This repository contains code used to preprocess and harmonize MS/MS spectra and their associated metadata in the compilation of Spectraverse.
- Python 3.10 or higher
- pip or conda package manager
-
Create Environment:
conda env create -f environment.yml conda activate spectraverse
-
Verify Installation:
python --version pip list
-
Create Virtual Environment:
python3.10 -m venv spectraverse source spectraverse/bin/activate -
Install Dependencies:
pip install -r requirements.txt
-
Clone the Repository:
git clone https://github.com/GuptaVishu2002/spectraverse.git cd spectraverse -
Set up Environment (choose one of the options above)
-
Install Package in Development Mode:
pip install -e . -
Install Other Package:
# Code used to perform matchms preprocessing git clone https://github.com/matchms/matchms # To use our version of matchms libraries with modified code use the zip file at # matchms/matchms.zip and replace it original matchms libraries # this version fixes the function _get_neutral_mass to ignore spectra annotated # with [M]+ or [M]− adducts that had a reported charge of zero. # Code used to calculate cosine score git clone https://github.com/YuanyueLi/SpectralEntropy.git cd SpectralEntropy mv spectral_entropy spectraverse # Move spectral_entropy folder inside the spectraverse directory
- Prepare your data: Place raw data files (MGF format) in the
data/directory. - Configure processing: Edit
config/config_step1.json,config/config_step2.jsonandconfig/config_step3.json(see JSON files for documentation). - Run the master script: Execute the preprocessing pipeline by running
run_steps.py. - Check results: Find processed data in
data/
The main script run_steps.py orchestrates the entire preprocessing pipeline.

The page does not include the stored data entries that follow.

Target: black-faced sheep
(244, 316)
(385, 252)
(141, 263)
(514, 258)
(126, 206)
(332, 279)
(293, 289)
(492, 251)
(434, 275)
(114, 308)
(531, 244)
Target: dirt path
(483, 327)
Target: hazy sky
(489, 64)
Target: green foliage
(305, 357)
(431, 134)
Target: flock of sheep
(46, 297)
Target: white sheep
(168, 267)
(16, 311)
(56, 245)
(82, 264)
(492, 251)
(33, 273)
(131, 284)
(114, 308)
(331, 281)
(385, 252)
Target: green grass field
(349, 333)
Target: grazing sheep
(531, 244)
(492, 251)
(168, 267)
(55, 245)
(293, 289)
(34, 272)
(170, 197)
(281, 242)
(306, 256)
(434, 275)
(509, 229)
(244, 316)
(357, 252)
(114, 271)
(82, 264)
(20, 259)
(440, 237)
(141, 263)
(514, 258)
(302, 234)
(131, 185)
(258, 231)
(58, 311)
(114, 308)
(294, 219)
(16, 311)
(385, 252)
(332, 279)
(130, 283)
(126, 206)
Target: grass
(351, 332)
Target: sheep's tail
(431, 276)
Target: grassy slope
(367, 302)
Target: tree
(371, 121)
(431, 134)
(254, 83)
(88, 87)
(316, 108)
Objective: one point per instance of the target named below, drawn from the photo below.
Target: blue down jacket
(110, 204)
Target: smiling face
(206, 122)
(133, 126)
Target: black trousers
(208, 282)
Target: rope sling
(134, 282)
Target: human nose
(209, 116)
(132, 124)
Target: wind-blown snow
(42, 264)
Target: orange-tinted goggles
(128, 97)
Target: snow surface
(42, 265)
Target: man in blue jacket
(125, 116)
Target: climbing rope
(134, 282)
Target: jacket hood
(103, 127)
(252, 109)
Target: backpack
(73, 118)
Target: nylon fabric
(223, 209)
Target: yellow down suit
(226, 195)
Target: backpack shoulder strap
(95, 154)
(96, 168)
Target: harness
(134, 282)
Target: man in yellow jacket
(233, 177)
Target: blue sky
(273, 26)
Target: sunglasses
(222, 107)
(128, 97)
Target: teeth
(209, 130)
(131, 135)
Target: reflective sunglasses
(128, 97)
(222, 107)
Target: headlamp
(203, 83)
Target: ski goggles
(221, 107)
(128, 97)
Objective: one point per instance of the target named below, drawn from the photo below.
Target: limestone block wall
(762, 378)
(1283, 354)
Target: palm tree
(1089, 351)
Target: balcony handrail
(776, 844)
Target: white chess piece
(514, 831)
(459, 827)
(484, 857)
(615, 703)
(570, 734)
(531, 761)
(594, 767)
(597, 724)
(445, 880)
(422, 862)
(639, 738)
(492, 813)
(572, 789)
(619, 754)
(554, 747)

It provides a unified interface to run all preprocessing steps in sequence.
# Step 1: Run the initial preprocessing.
python run_steps.py --config config/config_step1.json
# Step 2: Run matchms using filters specified in matchms/library_cleaning_1.yaml.
# Step 3:Run the second preprocessing step.
python run_steps.py --config config/config_step2.json
# Step 4: Run matchms again using filters specified in matchms/library_cleaning_2.yaml.
# Step 5: Run the final preprocessing step.
python run_steps.py --config config/config_step3.json
Note: It is crucial to execute the steps in this order, as each stage depends on the outputs of the previous step.
The config file contains the following keys to specify python script and data paths.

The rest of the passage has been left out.